So, anyway, I put in alot of hours and a lot of energy for my business. I care about every cake that I decorate. I really do. And, when someone is disappointed in their cake, I take it personally. I know that I shouldn’t, but my stomach sinks and I feel red in the face and it really feels as if I am a complete failure at what I do. I don’t get a lot of complaints, but when I do, my world feels like it cracks a little! I am in the business of making people happy, not making people upset. Celebrations are important to everyone, and the cake matters. To a lot of people it does anyway. I have started taking my time to figure out what to do in situations like this. It really is a hard thing to work out. I don’t want to disappoint my customer, I need to pay my employees for the work they have done, and there are so many variables with cake…. it is so hard to deal with these affairs and honestly, I do not want to deal withcomplaints it….but I have to.

I have a tendency to clench my jaw. When I am stressed or upset or have something gnawing at me, my jaw becomes tight and I start holding my breath. I don’t mean to do this, it is just a habit that I don’t know how to stop. I am the person that likes everyone, I am the one that gets shy people to talk and angry people to laugh. I HATE when people are angry!

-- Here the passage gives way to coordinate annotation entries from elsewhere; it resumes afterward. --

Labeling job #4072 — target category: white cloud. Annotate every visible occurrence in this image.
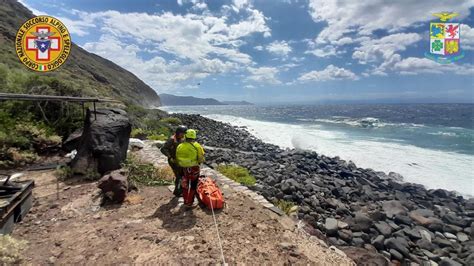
[392,57,474,75]
[298,65,359,82]
[54,17,96,36]
[232,0,250,12]
[305,45,341,57]
[461,24,474,50]
[352,33,421,64]
[265,41,292,56]
[309,0,474,43]
[246,67,281,84]
[76,7,270,91]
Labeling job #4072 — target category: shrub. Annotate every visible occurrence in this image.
[123,154,173,186]
[273,199,297,215]
[54,166,74,180]
[217,164,256,186]
[147,134,168,140]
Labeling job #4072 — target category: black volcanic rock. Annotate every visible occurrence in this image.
[177,114,474,265]
[160,93,226,106]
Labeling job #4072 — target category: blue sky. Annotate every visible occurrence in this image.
[21,0,474,102]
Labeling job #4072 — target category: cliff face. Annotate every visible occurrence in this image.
[0,0,161,107]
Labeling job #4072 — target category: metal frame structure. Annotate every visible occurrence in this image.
[0,92,122,119]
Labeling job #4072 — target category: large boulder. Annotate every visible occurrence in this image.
[61,128,82,152]
[98,170,128,203]
[71,109,131,177]
[340,247,390,265]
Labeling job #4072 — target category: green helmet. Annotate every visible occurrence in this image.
[184,129,196,139]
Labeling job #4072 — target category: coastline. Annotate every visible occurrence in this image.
[173,114,474,264]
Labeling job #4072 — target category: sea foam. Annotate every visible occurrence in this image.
[205,115,474,197]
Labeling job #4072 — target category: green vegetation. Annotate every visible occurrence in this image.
[147,134,168,141]
[217,164,256,186]
[160,116,183,126]
[126,105,182,140]
[54,166,74,180]
[123,154,174,186]
[273,200,297,215]
[0,235,28,265]
[0,64,82,168]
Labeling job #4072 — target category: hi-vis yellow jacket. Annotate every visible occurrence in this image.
[176,141,204,167]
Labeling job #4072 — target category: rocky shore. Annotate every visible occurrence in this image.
[174,114,474,265]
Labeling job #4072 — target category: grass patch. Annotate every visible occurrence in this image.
[273,199,297,215]
[123,154,174,186]
[217,164,257,186]
[0,235,27,265]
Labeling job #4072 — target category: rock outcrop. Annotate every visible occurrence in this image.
[71,109,131,177]
[178,115,474,265]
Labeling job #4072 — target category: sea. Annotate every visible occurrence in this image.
[160,104,474,197]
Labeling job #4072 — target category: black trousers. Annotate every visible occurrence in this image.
[168,160,183,196]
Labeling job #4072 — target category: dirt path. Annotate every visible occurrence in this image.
[13,149,352,265]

So, I know what kind of day I have had when I get home and have a sore jaw.

I know that the food industry is a pretty harsh place to be. Dealing with food, first of all, then dealing with the consumers. But I love what I do and there is more good than bad. 98% of my customers are extremely happy and I love to see their faces when picking up a cake that they ordered. Especially the kids! Those faces are priceless! I love it! I love coming home and my kids hugging me and telling me that I smell sweet, I love bringing people cupcakes when they are down, and I love the donation work that I give to the people that really need it. Everything about it fulfills me. I am very lucky to be able to do what I love, it’s just dealing with the hard long hours and the stress that takes away from that. Good and bad, there is a very fine line in the food business, and to all of those who own or run a business and have to manage everything, kudos to you! It just makes you want to have more fun on the days you have off! ha ha!